Politicized and protectionist move

Chinese experts warned that the EU's move to take protectionist measures, rather than face up to competition through open coordination and cooperation, is politically driven and will sacrifice the interests of EU consumers and the bloc's drive to a green and low-carbon future.

The EU's so-called anti-subsidy investigation into Chinese EVs can be seen as a self-orchestrated act with a strong political bias carried out by the EC, Sun Yanhong, a senior research fellow at the Institute of European Studies of the Chinese Academy of Social Sciences, told the Global Times on Wednesday.

In fact, Chinese EVs help local consumers with relatively low income to buy properly certified vehicles with a high-cost performance, an option now made more pricier by the EC's arbitrary protectionist decision, the expert noted.

"Now we are seeing the initial outcomes of what is a ridiculous probe from the very beginning - it did not come from local market responses or requests from local enterprises, but was imposed on market entities due to manipulation by some parties with ulterior political motivations and stubborn biases," Li Yong, a senior research fellow at the China Association of International Trade, told the Global Times on Wednesday.

"It is not based on rules, not based on facts, but rather, based on fantasies and fabrications... That explains why it did not harness support from EU industries, EU member countries and EU consumers," Li said.

The EC's tariff decision, which has been postponed repeatedly, comes amid internal division in the EU, with a number of member countries, industry bodies and companies voicing their opposition and concerns.

German Chancellor Olaf Scholz recently warned that "isolation and illegal customs barriers… ultimately it just makes everything more expensive, and everyone poorer."
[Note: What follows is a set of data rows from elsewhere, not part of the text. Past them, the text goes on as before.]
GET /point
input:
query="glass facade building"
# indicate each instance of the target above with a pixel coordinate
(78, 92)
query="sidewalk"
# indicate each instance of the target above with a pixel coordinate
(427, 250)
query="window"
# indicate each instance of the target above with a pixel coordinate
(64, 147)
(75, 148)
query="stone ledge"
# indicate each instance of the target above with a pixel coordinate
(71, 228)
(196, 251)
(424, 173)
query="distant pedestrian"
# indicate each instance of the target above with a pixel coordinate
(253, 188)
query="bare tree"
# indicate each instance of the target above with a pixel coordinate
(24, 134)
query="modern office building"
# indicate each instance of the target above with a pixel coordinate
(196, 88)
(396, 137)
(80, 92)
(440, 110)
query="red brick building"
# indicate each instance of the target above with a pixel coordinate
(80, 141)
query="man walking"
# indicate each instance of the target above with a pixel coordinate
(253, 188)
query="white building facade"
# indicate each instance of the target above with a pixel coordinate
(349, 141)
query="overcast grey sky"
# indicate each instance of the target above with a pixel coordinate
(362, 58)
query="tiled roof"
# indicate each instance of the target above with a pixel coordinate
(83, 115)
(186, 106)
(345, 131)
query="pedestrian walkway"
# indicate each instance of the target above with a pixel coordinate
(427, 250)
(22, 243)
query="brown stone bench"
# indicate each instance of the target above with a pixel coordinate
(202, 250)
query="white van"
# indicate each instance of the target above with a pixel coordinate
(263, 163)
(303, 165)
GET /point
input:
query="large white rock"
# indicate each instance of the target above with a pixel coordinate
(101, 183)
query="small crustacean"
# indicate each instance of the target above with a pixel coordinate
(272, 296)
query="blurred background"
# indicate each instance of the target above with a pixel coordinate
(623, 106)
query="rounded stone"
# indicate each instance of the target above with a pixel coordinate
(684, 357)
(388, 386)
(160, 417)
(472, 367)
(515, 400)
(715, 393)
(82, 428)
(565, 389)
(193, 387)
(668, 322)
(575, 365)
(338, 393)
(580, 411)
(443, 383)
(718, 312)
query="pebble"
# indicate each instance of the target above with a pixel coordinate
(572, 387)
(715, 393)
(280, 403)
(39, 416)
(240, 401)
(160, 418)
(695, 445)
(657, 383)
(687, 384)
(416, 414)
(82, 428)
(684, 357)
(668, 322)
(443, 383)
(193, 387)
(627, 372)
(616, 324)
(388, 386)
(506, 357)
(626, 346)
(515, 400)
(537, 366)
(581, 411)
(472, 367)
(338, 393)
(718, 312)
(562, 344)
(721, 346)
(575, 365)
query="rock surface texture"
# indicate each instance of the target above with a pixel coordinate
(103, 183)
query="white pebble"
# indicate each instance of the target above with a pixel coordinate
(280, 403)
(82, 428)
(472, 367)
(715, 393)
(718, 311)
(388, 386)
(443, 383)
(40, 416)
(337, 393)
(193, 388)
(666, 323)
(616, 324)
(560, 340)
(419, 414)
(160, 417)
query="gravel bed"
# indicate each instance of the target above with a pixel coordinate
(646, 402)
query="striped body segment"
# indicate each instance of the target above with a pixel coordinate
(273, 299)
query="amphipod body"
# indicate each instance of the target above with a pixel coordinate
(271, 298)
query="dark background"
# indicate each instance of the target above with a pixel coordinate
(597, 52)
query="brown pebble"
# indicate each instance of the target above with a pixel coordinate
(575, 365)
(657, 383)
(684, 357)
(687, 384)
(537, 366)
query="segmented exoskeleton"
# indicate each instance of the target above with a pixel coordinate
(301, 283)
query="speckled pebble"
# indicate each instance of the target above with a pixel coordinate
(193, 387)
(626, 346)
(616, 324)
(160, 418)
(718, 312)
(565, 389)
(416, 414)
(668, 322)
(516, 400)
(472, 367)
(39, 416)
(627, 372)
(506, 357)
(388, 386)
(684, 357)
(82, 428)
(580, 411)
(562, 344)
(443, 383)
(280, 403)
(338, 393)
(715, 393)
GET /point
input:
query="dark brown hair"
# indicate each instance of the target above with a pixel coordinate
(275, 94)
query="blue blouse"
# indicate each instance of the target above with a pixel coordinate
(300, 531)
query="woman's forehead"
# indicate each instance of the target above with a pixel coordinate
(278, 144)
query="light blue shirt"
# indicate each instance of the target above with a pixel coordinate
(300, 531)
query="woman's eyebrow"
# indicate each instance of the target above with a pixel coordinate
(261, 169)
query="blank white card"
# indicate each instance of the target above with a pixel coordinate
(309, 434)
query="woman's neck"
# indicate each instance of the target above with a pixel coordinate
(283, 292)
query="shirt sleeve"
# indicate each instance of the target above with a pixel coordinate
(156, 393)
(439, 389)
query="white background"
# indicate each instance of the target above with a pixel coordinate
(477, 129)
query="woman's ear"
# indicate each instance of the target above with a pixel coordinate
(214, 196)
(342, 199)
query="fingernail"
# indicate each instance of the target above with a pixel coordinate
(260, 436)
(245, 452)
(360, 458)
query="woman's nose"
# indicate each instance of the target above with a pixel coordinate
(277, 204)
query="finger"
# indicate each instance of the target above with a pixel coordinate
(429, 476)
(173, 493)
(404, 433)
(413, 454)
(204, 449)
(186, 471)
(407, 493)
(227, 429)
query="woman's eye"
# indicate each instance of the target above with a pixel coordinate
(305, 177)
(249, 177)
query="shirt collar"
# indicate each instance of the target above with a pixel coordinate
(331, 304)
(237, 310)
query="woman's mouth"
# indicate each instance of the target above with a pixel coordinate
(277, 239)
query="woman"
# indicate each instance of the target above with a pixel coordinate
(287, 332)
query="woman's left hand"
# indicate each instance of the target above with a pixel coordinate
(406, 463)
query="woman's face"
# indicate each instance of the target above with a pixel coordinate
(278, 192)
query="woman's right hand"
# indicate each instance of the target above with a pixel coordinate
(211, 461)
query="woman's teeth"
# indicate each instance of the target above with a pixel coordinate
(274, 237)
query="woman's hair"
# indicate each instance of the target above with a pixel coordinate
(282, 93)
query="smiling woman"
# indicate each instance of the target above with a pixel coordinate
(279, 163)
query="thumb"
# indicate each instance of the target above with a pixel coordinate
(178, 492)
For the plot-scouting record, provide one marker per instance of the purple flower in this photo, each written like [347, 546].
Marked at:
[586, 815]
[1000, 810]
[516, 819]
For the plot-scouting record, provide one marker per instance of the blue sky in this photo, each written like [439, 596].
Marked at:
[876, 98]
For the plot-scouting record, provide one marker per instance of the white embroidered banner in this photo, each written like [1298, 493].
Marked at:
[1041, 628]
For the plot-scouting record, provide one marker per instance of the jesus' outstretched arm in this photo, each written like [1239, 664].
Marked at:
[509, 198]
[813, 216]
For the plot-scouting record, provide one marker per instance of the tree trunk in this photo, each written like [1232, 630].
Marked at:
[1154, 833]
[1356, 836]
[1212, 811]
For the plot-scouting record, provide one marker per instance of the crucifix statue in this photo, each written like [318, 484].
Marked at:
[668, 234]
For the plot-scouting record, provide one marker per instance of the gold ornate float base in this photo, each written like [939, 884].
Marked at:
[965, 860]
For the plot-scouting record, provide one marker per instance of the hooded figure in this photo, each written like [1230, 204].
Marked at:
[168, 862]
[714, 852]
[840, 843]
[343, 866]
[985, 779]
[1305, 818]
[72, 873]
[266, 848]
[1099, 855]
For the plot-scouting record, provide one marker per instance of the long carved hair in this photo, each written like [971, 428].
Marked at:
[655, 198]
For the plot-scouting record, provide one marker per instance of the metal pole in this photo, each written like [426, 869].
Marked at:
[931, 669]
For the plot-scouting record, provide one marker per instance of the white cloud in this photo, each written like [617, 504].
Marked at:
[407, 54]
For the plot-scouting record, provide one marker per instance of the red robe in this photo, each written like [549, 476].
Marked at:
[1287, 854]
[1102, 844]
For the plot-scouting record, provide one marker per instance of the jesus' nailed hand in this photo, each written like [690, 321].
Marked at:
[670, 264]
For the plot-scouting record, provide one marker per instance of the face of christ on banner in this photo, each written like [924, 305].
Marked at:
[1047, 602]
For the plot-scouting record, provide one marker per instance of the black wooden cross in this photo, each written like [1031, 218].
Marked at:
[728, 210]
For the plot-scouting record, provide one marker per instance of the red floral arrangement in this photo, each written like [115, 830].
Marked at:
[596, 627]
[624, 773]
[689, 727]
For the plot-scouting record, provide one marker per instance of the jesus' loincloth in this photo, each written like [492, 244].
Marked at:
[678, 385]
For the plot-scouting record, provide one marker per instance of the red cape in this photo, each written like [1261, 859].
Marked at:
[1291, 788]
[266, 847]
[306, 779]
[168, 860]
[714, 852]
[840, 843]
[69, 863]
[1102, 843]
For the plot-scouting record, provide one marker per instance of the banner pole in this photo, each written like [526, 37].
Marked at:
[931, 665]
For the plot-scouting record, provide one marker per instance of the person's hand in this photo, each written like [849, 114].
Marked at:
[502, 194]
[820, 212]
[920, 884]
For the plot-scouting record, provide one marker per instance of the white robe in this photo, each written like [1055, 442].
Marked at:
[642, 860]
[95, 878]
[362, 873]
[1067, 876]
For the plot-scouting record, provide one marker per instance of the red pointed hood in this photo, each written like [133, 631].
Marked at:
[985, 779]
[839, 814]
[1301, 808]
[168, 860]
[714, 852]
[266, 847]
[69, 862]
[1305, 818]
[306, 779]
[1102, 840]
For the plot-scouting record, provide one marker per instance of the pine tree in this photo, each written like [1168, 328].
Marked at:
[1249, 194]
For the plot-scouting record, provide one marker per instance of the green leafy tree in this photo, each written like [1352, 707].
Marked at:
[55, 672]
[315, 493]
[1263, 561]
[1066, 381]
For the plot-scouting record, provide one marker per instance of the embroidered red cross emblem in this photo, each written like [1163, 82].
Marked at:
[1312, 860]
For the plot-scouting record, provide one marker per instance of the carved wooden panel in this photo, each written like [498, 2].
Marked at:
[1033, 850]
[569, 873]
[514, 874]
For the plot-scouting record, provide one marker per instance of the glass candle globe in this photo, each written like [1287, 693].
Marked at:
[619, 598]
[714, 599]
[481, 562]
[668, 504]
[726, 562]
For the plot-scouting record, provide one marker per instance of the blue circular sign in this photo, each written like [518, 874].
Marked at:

Hours after the EC's announcement, German automakers including Volkswagen and Mercedes-Benz Group voiced their concerns.

"The negative effects of this decision outweigh any potential benefits for the European and especially the German automotive industry," Volkswagen said in a statement sent to the Global Times on Wednesday.

Cui Dongshu, secretary-general of the China Passenger Car Association, told the Global Times on Wednesday that the tariffs levied on Chinese EVs will increase costs for Chinese manufacturers but will in no way alter the competitive landscape between Chinese and EU companies.

China's current competitiveness in the field of EVs and other green industries comes from innovation, market competition, a complete industrial layout and core technologies, said Chinese experts.

China to defend its interests

Recently visiting a number of European countries, Commerce Minister Wang Wentao pointed out that protectionism is not a solution, but a dangerous dead end while responding to the anti-subsidy probe by the EU into Chinese EVs.

The minister called on both sides to address each other's concerns through dialogue and communication.

More than 40 Chinese companies operating across Europe voiced grave concerns about the EU's escalating protectionism during meetings with Chinese commerce officials, according to the CCCEU.

While Chinese officials have not publicly announced any countermeasure they will take on the imposition of additional tariffs, there are plenty of options at China's disposal, experts said.

A prominent Chinese car industry insider's call for China to raise temporary tariffs on imported cars with engines larger than 2.5 liters, in order to reduce carbon emissions, has gained widespread attention. Such a move would have a major impact on car imports from the EU, experts said.

Sources also told the Global Times that relevant industries are collecting evidence as they plan to file an application with authorities to launch an anti-dumping probe into certain EU pork products.

The Global Times also learned that some Chinese companies are planning to request authorities to open an anti-subsidy investigation into imports of some dairy products from the EU.